Merge "NetdEventListener: add rolling log of connect and dns stats"
am: 64ef2a4d28

Change-Id: I7f25f4ed42f0aecea7a1bb09b8c65a5d2e4a84cd
diff --git a/core/java/android/net/metrics/ConnectStats.java b/core/java/android/net/metrics/ConnectStats.java
index 30b2656..2495cab 100644
--- a/core/java/android/net/metrics/ConnectStats.java
+++ b/core/java/android/net/metrics/ConnectStats.java
@@ -20,6 +20,7 @@
 import android.system.OsConstants;
 import android.util.IntArray;
 import android.util.SparseIntArray;
+
 import com.android.internal.util.BitUtils;
 import com.android.internal.util.TokenBucket;
 
@@ -43,6 +44,8 @@
     public final TokenBucket mLatencyTb;
     /** Maximum number of latency values recorded. */
     public final int mMaxLatencyRecords;
+    /** Total count of events */
+    public int eventCount = 0;
     /** Total count of successful connects. */
     public int connectCount = 0;
     /** Total count of successful connects done in blocking mode. */
@@ -57,12 +60,15 @@
         mMaxLatencyRecords = maxLatencyRecords;
     }
 
-    public void addEvent(int errno, int latencyMs, String ipAddr) {
+    boolean addEvent(int errno, int latencyMs, String ipAddr) {
+        eventCount++;
         if (isSuccess(errno)) {
             countConnect(errno, ipAddr);
             countLatency(errno, latencyMs);
+            return true;
         } else {
             countError(errno);
+            return false;
         }
     }
 
@@ -101,7 +107,7 @@
         return (errno == 0) || isNonBlocking(errno);
     }
 
-    private static boolean isNonBlocking(int errno) {
+    static boolean isNonBlocking(int errno) {
         // On non-blocking TCP sockets, connect() immediately returns EINPROGRESS.

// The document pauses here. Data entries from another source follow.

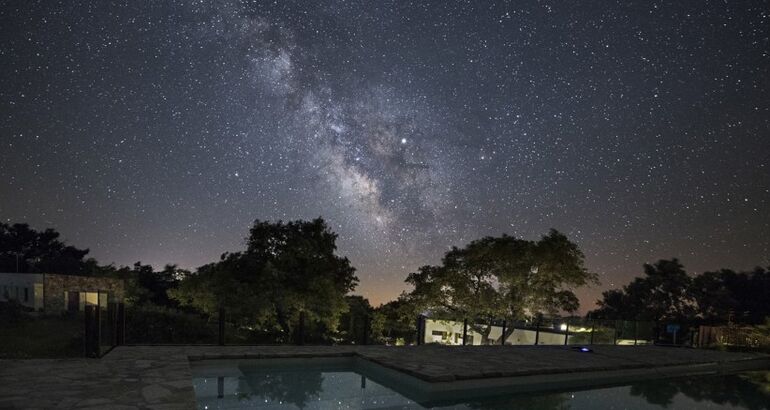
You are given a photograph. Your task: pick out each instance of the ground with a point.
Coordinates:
(159, 377)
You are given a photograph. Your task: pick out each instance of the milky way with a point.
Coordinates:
(158, 131)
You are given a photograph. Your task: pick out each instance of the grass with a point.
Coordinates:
(42, 337)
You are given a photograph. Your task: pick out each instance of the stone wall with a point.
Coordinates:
(56, 285)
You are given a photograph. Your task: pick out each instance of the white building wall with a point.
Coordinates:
(26, 288)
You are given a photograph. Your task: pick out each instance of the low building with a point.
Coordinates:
(450, 332)
(55, 293)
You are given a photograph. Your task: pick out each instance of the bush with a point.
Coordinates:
(151, 324)
(11, 312)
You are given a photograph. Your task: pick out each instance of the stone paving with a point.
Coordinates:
(159, 377)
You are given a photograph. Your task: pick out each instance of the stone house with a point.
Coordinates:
(55, 293)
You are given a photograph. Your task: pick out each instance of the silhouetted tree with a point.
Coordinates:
(356, 320)
(399, 320)
(726, 294)
(503, 277)
(287, 268)
(662, 293)
(23, 249)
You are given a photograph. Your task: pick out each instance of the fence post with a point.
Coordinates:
(420, 329)
(635, 332)
(91, 324)
(566, 334)
(301, 332)
(221, 326)
(120, 326)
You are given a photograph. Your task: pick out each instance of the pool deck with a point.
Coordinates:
(159, 377)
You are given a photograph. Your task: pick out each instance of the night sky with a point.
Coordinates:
(158, 131)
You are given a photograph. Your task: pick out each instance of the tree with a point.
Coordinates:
(397, 320)
(663, 293)
(729, 295)
(23, 249)
(288, 269)
(357, 321)
(496, 277)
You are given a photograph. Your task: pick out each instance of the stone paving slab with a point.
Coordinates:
(159, 377)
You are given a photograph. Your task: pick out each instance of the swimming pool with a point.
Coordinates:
(354, 383)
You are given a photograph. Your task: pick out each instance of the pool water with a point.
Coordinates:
(350, 383)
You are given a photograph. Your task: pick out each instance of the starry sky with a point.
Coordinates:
(158, 131)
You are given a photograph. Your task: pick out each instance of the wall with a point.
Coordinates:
(15, 283)
(452, 332)
(57, 285)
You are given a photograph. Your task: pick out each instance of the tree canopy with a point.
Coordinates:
(662, 293)
(25, 250)
(287, 269)
(667, 292)
(497, 277)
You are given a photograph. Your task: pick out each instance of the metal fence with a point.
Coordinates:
(542, 331)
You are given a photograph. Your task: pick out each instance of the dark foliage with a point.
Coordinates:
(23, 249)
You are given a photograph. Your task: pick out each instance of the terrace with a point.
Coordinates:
(161, 377)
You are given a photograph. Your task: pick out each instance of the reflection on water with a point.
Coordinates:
(340, 388)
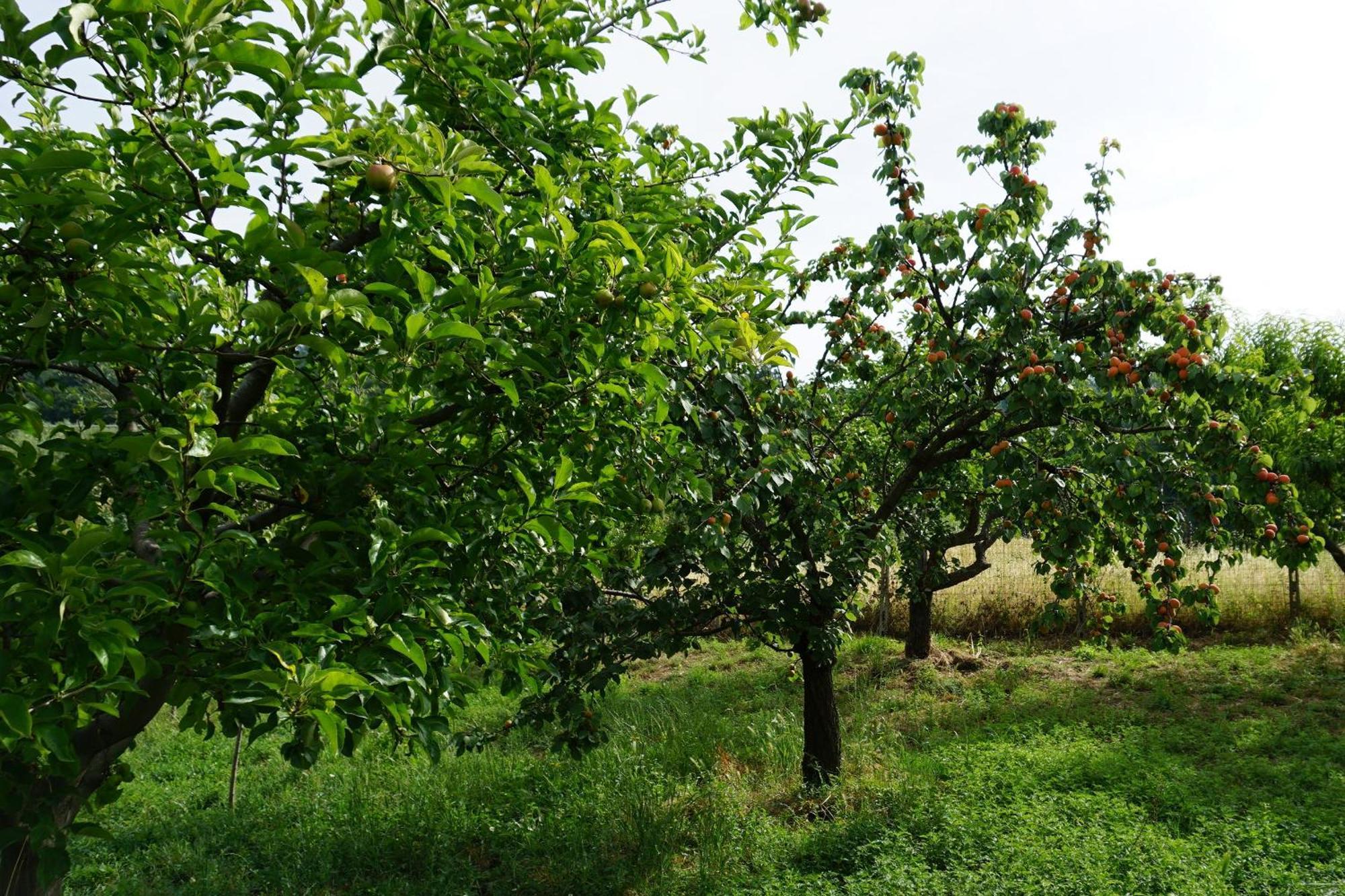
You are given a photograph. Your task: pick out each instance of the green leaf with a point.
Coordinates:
(267, 444)
(254, 58)
(14, 715)
(56, 161)
(416, 323)
(80, 548)
(482, 192)
(455, 330)
(407, 646)
(24, 559)
(430, 533)
(333, 727)
(563, 473)
(315, 280)
(328, 349)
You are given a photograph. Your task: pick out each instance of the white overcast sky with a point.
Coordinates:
(1226, 111)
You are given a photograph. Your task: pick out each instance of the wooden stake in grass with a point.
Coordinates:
(233, 770)
(1295, 595)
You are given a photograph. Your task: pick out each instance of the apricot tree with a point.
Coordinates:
(356, 372)
(988, 374)
(1305, 425)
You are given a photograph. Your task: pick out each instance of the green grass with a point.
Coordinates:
(1219, 771)
(1005, 600)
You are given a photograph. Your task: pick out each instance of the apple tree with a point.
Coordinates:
(989, 374)
(356, 374)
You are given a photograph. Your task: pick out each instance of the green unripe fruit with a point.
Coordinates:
(381, 178)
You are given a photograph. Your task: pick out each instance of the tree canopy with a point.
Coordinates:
(361, 376)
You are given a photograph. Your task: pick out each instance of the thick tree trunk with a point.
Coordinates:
(821, 720)
(921, 631)
(99, 745)
(1338, 553)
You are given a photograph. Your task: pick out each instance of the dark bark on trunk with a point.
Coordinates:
(921, 631)
(821, 720)
(1338, 553)
(20, 873)
(99, 745)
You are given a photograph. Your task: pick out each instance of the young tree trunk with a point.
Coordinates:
(921, 630)
(821, 720)
(20, 870)
(884, 602)
(1296, 604)
(1338, 553)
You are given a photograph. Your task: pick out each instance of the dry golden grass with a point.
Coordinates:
(1005, 600)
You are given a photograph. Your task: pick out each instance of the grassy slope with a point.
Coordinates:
(1222, 771)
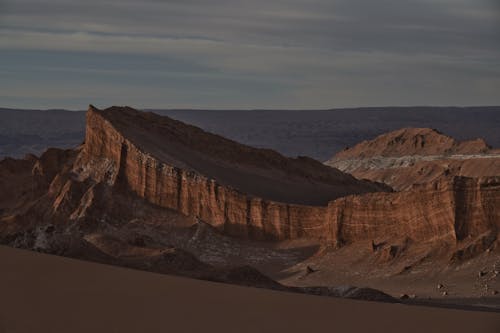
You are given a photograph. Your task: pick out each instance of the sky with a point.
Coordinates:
(239, 54)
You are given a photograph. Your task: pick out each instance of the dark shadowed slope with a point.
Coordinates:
(315, 133)
(259, 172)
(42, 293)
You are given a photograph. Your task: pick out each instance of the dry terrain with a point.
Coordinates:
(42, 293)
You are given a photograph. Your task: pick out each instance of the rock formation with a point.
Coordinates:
(412, 156)
(144, 169)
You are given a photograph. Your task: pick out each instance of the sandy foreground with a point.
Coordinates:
(44, 293)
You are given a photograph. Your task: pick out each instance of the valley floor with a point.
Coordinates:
(44, 293)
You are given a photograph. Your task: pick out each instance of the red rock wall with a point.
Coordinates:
(446, 210)
(192, 194)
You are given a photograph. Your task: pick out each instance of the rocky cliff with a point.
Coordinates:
(241, 190)
(151, 170)
(412, 156)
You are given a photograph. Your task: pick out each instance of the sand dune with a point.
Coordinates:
(42, 293)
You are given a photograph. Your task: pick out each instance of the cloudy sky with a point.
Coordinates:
(249, 54)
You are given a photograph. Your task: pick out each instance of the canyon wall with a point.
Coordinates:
(450, 209)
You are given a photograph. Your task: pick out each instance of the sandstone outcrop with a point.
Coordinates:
(412, 156)
(153, 170)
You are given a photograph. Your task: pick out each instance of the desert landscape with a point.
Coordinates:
(249, 166)
(414, 221)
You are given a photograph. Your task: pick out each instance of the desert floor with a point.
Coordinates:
(43, 293)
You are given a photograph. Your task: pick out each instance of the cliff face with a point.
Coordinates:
(413, 141)
(110, 156)
(155, 172)
(407, 157)
(448, 210)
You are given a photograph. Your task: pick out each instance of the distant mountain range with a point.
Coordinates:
(315, 133)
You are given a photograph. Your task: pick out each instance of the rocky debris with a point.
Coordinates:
(411, 156)
(310, 270)
(366, 294)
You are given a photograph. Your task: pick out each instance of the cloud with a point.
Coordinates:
(290, 53)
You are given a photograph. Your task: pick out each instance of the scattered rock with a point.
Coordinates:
(310, 270)
(404, 296)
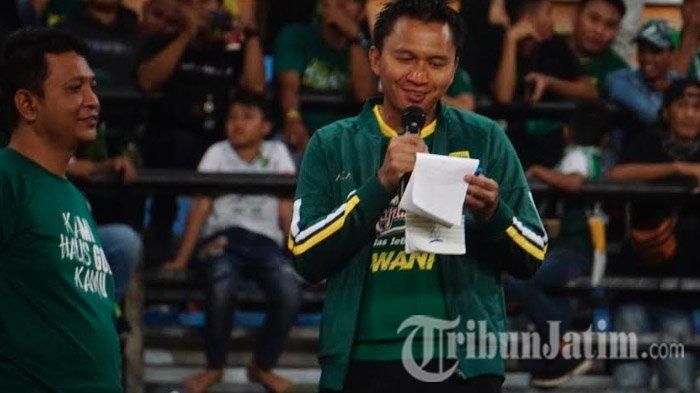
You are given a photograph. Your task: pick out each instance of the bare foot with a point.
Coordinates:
(200, 382)
(271, 381)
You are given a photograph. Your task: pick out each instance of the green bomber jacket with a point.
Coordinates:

         // On non-blocking TCP sockets that are connecting, connect() immediately returns EALREADY.
         return (errno == EINPROGRESS) || (errno == EALREADY);
@@ -117,6 +123,7 @@
         for (int t : BitUtils.unpackBits(transports)) {
             builder.append(NetworkCapabilities.transportNameOf(t)).append(", ");
         }
+        builder.append(String.format("%d events, ", eventCount));
         builder.append(String.format("%d success, ", connectCount));
         builder.append(String.format("%d blocking, ", connectBlockingCount));
         builder.append(String.format("%d IPv6 dst", ipv6ConnectCount));
diff --git a/core/java/android/net/metrics/DnsEvent.java b/core/java/android/net/metrics/DnsEvent.java
index a4970e4..81b098b 100644
--- a/core/java/android/net/metrics/DnsEvent.java
+++ b/core/java/android/net/metrics/DnsEvent.java
@@ -17,11 +17,13 @@
 package android.net.metrics;
 
 import android.net.NetworkCapabilities;
-import java.util.Arrays;
+
 import com.android.internal.util.BitUtils;
 
+import java.util.Arrays;
+
 /**
- * A DNS event recorded by NetdEventListenerService.
+ * A batch of DNS events recorded by NetdEventListenerService for a specific network.
  * {@hide}
  */
 final public class DnsEvent {
@@ -38,6 +40,8 @@
     // the eventTypes, returnCodes, and latenciesMs arrays have the same length and the i-th event
     // is spread across the three array at position i.
     public int eventCount;
+    // The number of successful DNS queries recorded.
+    public int successCount;
     // The types of DNS queries as defined in INetdEventListener.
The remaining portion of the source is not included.